The calculation of return levels, the maximum amount expected over a given time period, is done based on the monthly and annual maxima. The number of samples over a 20-yr period is limited and thus the results are inherently noisy. The main indicators of change should be drawn from the changes in the medians (horizontal lines inside the box plots) and the shift in the central half of the samples (the box itself). Often these are not significantly different from the historical period (1986-2005), in part because averaging over a larger domain might obfuscate some of the signals. The indicated changes are pointers, and if of specific importance to a project or investment, then a more detailed study based on the longest available series should be performed.

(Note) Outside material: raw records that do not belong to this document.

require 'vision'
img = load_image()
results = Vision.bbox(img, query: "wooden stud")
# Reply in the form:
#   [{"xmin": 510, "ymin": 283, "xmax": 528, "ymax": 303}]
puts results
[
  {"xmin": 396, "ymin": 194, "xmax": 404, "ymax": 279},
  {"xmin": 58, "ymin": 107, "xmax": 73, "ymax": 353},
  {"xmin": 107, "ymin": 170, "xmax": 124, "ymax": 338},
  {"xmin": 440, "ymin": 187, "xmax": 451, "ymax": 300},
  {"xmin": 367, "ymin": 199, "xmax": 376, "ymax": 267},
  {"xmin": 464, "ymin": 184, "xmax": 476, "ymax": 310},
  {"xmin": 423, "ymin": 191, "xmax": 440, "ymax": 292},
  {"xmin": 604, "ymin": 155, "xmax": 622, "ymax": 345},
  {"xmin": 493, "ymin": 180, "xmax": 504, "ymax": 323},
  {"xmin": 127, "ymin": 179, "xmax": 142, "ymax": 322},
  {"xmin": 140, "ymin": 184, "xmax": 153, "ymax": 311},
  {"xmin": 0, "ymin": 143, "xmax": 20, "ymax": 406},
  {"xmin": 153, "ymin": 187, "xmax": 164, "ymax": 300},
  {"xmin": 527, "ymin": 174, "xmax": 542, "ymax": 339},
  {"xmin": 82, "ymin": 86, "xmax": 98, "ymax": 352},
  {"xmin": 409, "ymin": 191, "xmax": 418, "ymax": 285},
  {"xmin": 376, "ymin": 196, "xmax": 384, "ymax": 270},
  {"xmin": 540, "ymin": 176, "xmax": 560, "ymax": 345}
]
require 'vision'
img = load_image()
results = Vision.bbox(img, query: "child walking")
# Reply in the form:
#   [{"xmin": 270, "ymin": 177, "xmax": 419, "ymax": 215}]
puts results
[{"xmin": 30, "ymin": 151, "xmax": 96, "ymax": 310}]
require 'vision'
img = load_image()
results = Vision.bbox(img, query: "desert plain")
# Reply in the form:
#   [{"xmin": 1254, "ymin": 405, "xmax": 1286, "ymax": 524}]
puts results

Drought: Spatial Variability

Implications

Changes in the water balance is of increasing concern on a warmer planet. As a broad rule of thumb, areas that are traditionally dry are expected to become drier, and areas traditionally wet will likely become wetter. But that average pattern is also reflected in the interannual variability as higher temperatures enhance the feedback from more quickly drying soils, even if precipitation doesn't change. Therefore, there is a need to plan for more severe and more frequent drought years, almost anywhere. The standardized precipitation evapo-transpiration index (SPEI), computed over 12 month periods, captures the cumulative balance between gain and loss of water across the interannual time scale. The likelihood for severe drought analyzes the frequency at which prolonged dry conditions are expected, and shown in the map is the probability for change by 2050, using the most aggressive RCP8.5. Other scenarios will show similar direction of changes, albeit as somewhat reduced probabilities.

Data

The map shows change in projected Annual Likelihood of Severe Drought by 2050 compared to the reference period (1986-2005) under RCP 8.5 of CIMP5 ensemble modeling. Brown/Yellow areas are more likely to experience severe drought compared to the baseline period. Meanwhile, Blue/Green areas are less likely to experience severe drought.

Caveats

Drought projections are somewhat controversial because a large part of the outcome hinges on the evapo-transpiration (ET) feedback. The literature covers both projections of significant increases in global drought as well as some lesser trends. Here, an intermediate ET formulation is used that is less sensitive to warming than some, but also doesn't require many assumptions of surface conditions that are required for others because the models don't represent these well enough. Ultimately, because drought potential increases everywhere, the likelihood for severe drought offers insight if a region is in a broader domain where increases could be substantial or if the region might not be less affected by changes in precipitation and moisture.